Una cabeza de caballo

Viernes, 15 de junio de 2018. Se arremolina, descarnado, con una mirada ciega y guiado acaso por un fin heroico, supremo. Una tenacidad inaudita lo sostiene 2300 años después, como quizá la más extraordinaria versión de un caballo, aún cuando solo se parte desde una cabeza. ¿Poseído, fantástico, espectral? ¿Qué fuerza puede impulsar tal dimensión en una criatura que, en principio, carece de comprensión sobre la dignidad, el honor, la voluntad o la heroicidad?

Sospecho que las explicaciones tradicionales sobre cómo alguien alcanza un grado de virtud, o sobre cómo se entiende la virtud, y mirada des de el arte, son insuficientes, restrictivas, incompletas. Para Aristóteles, el carácter moral se forja únicamente mediante la práctica de la honestidad, la valentía, la justicia o la generosidad. La virtud, entonces, se instala y se reclama como patrimonio exclusivo de lo humano.

Pero entonces, ¿Cómo explicar la potencia ética que emana de una ruinosa y antiquísima cabeza de caballo?

Esta figura, esculpida entre el 438 y el 432 a.C., formó parte del frontón este del Partenón de Atenas, en la Acrópolis. Las esculturas del frontón del Partenón, incluida la cabeza de caballo, fueron robadas de Atenas por Lord Elgin entre 1801 y 1812. Llegaron a Londres poco después y fueron vendidas al gobierno británico en 1816, momento desde el cual pasaron a formar parte de la colección del Museo Británico, donde permanecen inmoralmente hasta hoy.

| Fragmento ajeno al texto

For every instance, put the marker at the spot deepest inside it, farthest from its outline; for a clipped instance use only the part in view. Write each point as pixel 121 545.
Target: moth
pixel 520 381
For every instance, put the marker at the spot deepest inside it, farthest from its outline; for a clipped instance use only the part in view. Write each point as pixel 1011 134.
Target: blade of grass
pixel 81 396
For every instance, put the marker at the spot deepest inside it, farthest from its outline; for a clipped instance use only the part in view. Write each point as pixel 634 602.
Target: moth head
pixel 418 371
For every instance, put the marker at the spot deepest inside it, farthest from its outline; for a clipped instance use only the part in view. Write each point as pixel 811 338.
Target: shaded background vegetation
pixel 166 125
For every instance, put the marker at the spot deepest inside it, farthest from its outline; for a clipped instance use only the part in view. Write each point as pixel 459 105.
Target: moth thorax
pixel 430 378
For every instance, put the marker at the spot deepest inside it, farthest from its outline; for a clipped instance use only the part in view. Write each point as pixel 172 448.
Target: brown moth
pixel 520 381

Sobre el párrafo anterior se desprende una ironía colosal: esta cabeza, junto a decenas de miles de objetos arrancados de sus lugares de origen, tratan de representaciones profundas de virtud humana que sus poseedores actuales jamás han practicado. El robo y la retención de estas piezas delatan que la contemplación de la virtud no garantiza su ejercicio. Es más fácil robar y custodiar un ideal que encarnarlo, ejercerlo o replicarlo

La cabeza, que representa al caballo que ha arrastrado durante la noche el carro de la diosa lunar, revela el agotamiento absoluto: las orejas echadas hacia atrás, la mandíbula abierta, las aletas nasales dilatadas, los ojos saltones, las venas prominentes, la carne tensa y escasa sobre el pómulo. No hay enigma ni fantasía en su aspecto, sino una evidencia brutal de esfuerzo.

Los belfos se contorsionan como si buscaran, atropelladamente, un punto de sujeción. Y en ese gesto, en esa torsión, se revela algo más que animalidad: una forma de virtud que desborda la condición humana. Tanta virtud no puede ser el signo de una bestia. O quizá sí. Quizá la razón que desdobla a la bestia es, en realidad, la virtud misma. Y entonces, deja de ser bestia.

Johann Wolfgang von Goethe lo intuyó con precisión:

"(...) uno de los restos más espléndidos de la época suprema del arte, los ojos sobresalen y aparecen junto a las orejas, de modo que los dos sentidos, la vista y el oído, parecen actuar juntos y la noble criatura es capaz de oír y ver detrás de sí realizando un leve movimiento. Ofrece un aspecto tan poderoso y fantástico que da la impresión de haber sido hecha contra la naturaleza y, no obstante, bien mirado, el artista ha creado en realidad un prototipo de caballo, independientemente de que lo haya visto con sus propios ojos o lo haya imaginado en su espíritu; nosotros al menos tenemos la impresión de que ha sido representado en el sentido de la poesía suprema y de la realidad."

La cabeza no representa a un caballo cualquiera, sino una forma de lo absoluto. Una criatura que, sin conciencia de sí, encarna una posible idea de virtud en su estado más puro: esfuerzo sin cálculo, entrega sin recompensa, belleza sin artificio. ¿No es eso, acaso, la cárcel usual y desafiante que los hombres persiguen cuando buscan ser virtuosos?